Bonus Content

Now that dependency monitoring has been established by leveraging CloudWatch Metrics and CloudWatch alarms, the last piece of the “puzzle” is to ensure that events related to the external service are tracked effectively so that relevant stakeholders are aware of the status of resolution. Alarms and notifications are good to alert teams of potential issues, however, tracking an event such as this will ensure co-ordination of efforts towards resolution. AWS Systems Manager OpsCenter can be used to achieve this. An OpsItem can be created to track events and quickly understand the current status of an event and can help answer questions such as - what level of severity is the event? what resources are affected? what is the status of the event? are there other events similar to this?

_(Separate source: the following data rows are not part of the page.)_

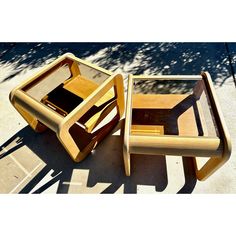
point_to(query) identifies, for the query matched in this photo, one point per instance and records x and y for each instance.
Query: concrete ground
(37, 163)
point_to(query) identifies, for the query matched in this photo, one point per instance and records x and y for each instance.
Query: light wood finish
(74, 124)
(176, 124)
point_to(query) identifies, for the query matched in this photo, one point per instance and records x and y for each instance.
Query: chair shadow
(105, 164)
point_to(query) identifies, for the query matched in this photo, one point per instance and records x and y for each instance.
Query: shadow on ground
(105, 165)
(135, 58)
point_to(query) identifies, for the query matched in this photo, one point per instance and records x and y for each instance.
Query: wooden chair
(175, 115)
(73, 98)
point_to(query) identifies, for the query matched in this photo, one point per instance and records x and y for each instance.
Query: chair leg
(209, 168)
(126, 156)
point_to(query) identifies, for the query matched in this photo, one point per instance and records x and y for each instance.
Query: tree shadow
(105, 164)
(135, 58)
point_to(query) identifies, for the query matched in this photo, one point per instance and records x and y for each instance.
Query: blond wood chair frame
(217, 148)
(40, 117)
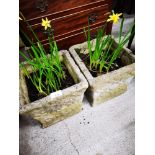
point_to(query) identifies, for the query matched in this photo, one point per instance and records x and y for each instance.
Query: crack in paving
(71, 140)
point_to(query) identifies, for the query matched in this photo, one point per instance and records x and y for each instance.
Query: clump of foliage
(43, 66)
(103, 55)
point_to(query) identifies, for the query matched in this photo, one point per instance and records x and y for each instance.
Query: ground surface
(107, 129)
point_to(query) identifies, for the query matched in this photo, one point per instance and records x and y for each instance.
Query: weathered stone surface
(58, 105)
(106, 86)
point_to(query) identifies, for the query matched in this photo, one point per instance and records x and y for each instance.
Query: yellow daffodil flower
(46, 23)
(114, 17)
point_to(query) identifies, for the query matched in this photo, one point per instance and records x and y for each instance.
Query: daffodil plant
(103, 56)
(49, 68)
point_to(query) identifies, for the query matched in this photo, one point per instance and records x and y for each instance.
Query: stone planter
(58, 105)
(106, 86)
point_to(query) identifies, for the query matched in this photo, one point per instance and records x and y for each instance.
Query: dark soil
(95, 72)
(35, 95)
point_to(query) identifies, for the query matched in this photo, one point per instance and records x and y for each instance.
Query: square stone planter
(105, 86)
(58, 105)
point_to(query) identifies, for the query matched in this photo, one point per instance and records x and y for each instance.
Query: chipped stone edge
(81, 85)
(125, 72)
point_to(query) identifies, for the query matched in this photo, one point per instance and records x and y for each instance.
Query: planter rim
(60, 93)
(91, 80)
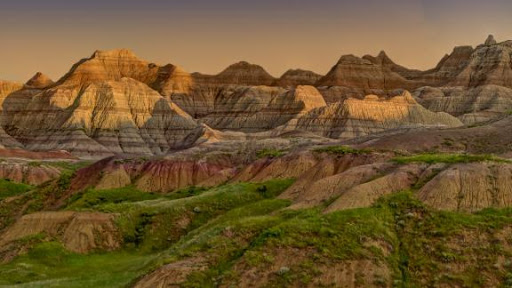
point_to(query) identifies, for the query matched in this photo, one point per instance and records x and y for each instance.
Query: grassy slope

Automating creation of an OpsItem, coupled with alarms and notifications will allow teams to quickly triage events and lead to faster, more organized resolution.

ArchitectureBonus.png

This process can be automated by using a Lambda function to create an OpsItem every time the dependency alarm goes into an In alarm state.

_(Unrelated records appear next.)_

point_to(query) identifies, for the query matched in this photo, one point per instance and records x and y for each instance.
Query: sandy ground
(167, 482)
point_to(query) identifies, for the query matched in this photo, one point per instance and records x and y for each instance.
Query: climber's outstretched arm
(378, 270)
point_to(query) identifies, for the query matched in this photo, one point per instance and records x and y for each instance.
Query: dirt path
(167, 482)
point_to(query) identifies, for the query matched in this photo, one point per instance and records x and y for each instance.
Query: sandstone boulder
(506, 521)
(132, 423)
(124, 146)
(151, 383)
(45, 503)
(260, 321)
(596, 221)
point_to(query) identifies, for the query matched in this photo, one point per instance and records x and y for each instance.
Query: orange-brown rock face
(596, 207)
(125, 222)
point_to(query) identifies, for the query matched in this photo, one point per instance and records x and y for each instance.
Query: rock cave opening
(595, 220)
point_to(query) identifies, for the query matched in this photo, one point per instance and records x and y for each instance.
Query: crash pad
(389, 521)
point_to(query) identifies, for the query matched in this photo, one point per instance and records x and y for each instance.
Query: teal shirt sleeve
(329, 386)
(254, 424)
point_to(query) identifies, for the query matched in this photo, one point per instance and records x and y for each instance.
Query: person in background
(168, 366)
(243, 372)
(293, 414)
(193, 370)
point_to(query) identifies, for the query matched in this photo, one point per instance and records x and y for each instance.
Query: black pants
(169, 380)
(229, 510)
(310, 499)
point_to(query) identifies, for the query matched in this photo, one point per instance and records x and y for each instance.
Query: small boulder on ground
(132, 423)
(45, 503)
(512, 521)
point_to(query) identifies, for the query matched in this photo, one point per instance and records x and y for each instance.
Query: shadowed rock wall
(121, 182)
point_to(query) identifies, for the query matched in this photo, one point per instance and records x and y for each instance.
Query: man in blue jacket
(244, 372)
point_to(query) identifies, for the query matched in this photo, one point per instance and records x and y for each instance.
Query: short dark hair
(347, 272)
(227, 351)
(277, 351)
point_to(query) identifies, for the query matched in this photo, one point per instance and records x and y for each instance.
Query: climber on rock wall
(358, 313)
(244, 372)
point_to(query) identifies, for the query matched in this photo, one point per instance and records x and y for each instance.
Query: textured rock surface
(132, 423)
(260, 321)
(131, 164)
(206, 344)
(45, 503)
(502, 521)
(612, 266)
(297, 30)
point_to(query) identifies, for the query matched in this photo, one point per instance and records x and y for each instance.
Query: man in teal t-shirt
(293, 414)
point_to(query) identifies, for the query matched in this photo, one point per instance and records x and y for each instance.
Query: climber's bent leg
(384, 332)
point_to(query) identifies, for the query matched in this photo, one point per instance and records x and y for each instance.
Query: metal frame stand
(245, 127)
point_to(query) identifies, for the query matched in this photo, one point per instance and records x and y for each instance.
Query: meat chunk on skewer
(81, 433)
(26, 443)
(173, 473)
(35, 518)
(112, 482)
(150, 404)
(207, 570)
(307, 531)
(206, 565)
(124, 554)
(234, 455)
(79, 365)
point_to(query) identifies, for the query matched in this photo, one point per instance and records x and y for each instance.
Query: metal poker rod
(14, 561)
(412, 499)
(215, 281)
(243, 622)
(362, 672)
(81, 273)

  1. Go to the Amazon SNS console at https://console.aws.amazon.com/sns/v3 and click on Topics

  2. Click on the SNS Topic that was created as part of this lab - WA-Lab-Dependency-Notification

    SNSSelectTopic

  3. Scroll down to the Subscriptions section and click on Create subscription

    SNSAddSubscription

  4. On the Create subscription page, make the following changes:

    • Topic ARN - leave the default value that is already on there
    • Protocol - select AWS Lambda from the dropdown
    • Endpoint - paste the ARN of the OpsItemFunction copied from the Outputs section of the CloudFormation stack from section 1 Deploy the Infrastructure
  5. Click on Create subscription

    SNSCreateSubscription

To test this, follow the instructions in the previous section on testing a fail condition by deleting the default route. This time, when the alarm goes into an In alarm state, an OpsItem will be created in OpsCenter, in addition to the notification being sent to the email address specified.

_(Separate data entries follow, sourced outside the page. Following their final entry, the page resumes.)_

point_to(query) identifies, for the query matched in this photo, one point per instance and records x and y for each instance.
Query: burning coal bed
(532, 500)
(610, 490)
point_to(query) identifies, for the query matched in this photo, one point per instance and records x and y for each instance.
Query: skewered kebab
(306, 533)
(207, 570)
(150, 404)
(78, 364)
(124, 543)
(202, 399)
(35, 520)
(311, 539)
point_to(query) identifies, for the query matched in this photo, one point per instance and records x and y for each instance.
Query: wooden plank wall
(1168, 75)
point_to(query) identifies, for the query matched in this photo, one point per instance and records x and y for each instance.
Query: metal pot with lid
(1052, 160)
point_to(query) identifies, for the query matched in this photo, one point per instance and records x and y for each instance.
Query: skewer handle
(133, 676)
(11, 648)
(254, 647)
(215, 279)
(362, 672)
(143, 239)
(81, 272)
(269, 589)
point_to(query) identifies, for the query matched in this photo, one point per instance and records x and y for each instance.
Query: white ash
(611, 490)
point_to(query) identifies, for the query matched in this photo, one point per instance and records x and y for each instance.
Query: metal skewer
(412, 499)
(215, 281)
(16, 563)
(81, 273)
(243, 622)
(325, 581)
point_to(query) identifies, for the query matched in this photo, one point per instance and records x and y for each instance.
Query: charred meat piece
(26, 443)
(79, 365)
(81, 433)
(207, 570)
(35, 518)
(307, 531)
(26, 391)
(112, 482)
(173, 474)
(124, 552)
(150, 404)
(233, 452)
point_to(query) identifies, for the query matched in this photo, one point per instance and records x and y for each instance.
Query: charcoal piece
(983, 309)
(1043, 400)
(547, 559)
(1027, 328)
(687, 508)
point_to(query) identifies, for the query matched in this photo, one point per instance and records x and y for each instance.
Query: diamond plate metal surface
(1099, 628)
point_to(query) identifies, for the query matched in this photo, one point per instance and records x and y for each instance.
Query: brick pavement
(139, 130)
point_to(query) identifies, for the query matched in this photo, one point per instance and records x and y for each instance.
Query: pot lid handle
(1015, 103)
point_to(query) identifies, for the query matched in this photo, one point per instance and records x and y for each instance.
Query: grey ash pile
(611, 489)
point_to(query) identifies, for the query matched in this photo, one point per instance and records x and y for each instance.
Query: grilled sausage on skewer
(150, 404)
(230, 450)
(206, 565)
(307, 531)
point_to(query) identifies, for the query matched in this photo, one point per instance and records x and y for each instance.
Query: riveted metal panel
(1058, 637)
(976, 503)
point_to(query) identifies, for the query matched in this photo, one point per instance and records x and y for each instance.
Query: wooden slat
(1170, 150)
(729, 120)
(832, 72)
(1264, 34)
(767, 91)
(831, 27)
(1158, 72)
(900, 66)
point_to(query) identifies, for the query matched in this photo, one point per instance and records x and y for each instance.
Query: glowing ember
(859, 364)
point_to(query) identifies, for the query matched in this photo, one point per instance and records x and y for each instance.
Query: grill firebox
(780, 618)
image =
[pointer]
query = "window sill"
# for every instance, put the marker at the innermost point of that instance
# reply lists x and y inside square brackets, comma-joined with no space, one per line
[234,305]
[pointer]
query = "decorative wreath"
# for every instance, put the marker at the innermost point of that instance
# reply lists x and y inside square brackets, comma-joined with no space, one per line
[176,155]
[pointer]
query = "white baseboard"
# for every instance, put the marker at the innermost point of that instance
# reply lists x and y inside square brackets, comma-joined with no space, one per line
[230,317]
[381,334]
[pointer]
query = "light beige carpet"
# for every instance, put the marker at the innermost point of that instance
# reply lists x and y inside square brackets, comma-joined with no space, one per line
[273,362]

  1. Go to the AWS Systems Manager console at https://console.aws.amazon.com/systems-manager and click on OpsCenter

  2. Click on the OpsItems tab, search by Title, select contains, and enter the value as S3 Data Writes

  3. Click on the OpsItem that has been created with the title S3 Data Writes failing

    SSMOpsCenter

  4. Expand the OpsItem details section by clicking on the triangle next to it, and view the information available there such as severity, category, etc.

  5. Scroll down to the see the Related resources, in this case, the S3 bucket to which the writes are failing

    SSMOpsItem

The event can now be efficiently tracked using the OpsItem, and remediation work can be better co-ordinated. Additionally, you can choose to execute pre-created Runbooks which are listed under the Runbooks section and automate the remediation. You can create custom runbooks depending on the type of event.